Les autorités publiques souhaitent bien sûr favoriser la mobilité douce et la micro-mobilité*. Mais ils doivent aussi garantir la sécurité de tous et empêcher que certains ne partent en roue libre. Pour cela, la police de Bruxelles a mis en place des unités mobiles. « Les brigades à vélo verbalisent bien sûr les comportements scandaleux que pourraient commettre certains cyclistes, explique Thierry Vandenhoute. Mais de façon générale, on essaie d’attirer l’attention sur leur dangerosité. » Ces brigades font donc essentiellement de la sensibilisation. « L’année passée, il y a tout de même eu 800 procès-verbaux et perceptions immédiates qui ont été établies à charge des usagers faibles. »

« La moitié des cyclistes respecte scrupuleusement le code de la route, et l’autre moitié suit son propre code de la route. Par contre, les trottinettes, c’est la grande catastrophe. »

Thierry Vandenhoute, commissaire de police

À Liège, il n’y a pas encore d’unité spécifique. Mais pour Arnaud Lombardo, secrétaire de cabinet pour l’échevin de la mobilité, ce n’est peut-être pas nécessaire. « Quelqu’un qui devient un cycliste au quotidien n’aura peut-être pas les bons réflexes au début. Donc il faut sensibiliser la population à respecter les autres usagers. (…) À partir du moment où il y a de plus en plus de cyclistes, ça devient un réflexe de faire attention. »  Une question d’habitude donc.

Urbanisme: adapter la ville

Les modes de mobilité ont muté plus rapidement que ne l’ont fait les mentalités et l’espace urbain. Les routes et les rues ont d’abord été imaginées. Pour deux usagers les voitures et les piétons. Benoît Godart (VIAS) retrace l’évolution de nos rues. « Au début, on avait les voitures, puis les vélos. On a ajouté les vélos électriques, et puis les speed Pedelec. Maintenant, il y a aussi les trottinettes. Je pense qu’il y a un problème de partage de l’espace disponible, d’où la nécessité dans les années qui viennent d’agrandir les pistes cyclables, qu’il y en ait davantage. »

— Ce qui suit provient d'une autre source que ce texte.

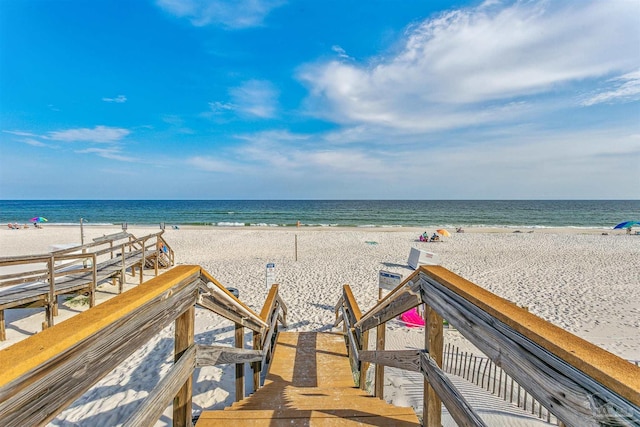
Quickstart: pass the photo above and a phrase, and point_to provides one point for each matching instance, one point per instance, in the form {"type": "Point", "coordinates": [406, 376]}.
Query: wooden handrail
{"type": "Point", "coordinates": [233, 301]}
{"type": "Point", "coordinates": [36, 367]}
{"type": "Point", "coordinates": [606, 368]}
{"type": "Point", "coordinates": [583, 383]}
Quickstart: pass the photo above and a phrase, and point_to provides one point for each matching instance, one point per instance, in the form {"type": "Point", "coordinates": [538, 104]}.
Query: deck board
{"type": "Point", "coordinates": [310, 383]}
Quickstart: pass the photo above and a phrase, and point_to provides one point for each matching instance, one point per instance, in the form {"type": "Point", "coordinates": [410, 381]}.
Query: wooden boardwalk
{"type": "Point", "coordinates": [310, 384]}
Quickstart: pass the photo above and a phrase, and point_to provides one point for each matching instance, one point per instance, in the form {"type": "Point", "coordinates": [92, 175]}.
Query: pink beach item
{"type": "Point", "coordinates": [412, 318]}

Ce qu’on confirme au cabinet de la mobilité de Liège. « La clé, c’est le développement des infrastructures. Puisque si on a des infrastructures adaptées, c’est plus facile pour chacun des modes de transport. » Les transformations sont prévues selon le porte-parole de l’institut de la sécurité routière. « Le Gouvernement wallon a annoncé dégager plusieurs millions pour aménager des pistes cyclables, c’est pareil à Bruxelles. Mais quand on parle d’infrastructures, il ne suffit pas d’un coup de baguette magique, il faut plusieurs années. »

* Micro-mobilité : moyens de déplacement individuels, légers, compacts et portatifs, pour de courtes distances.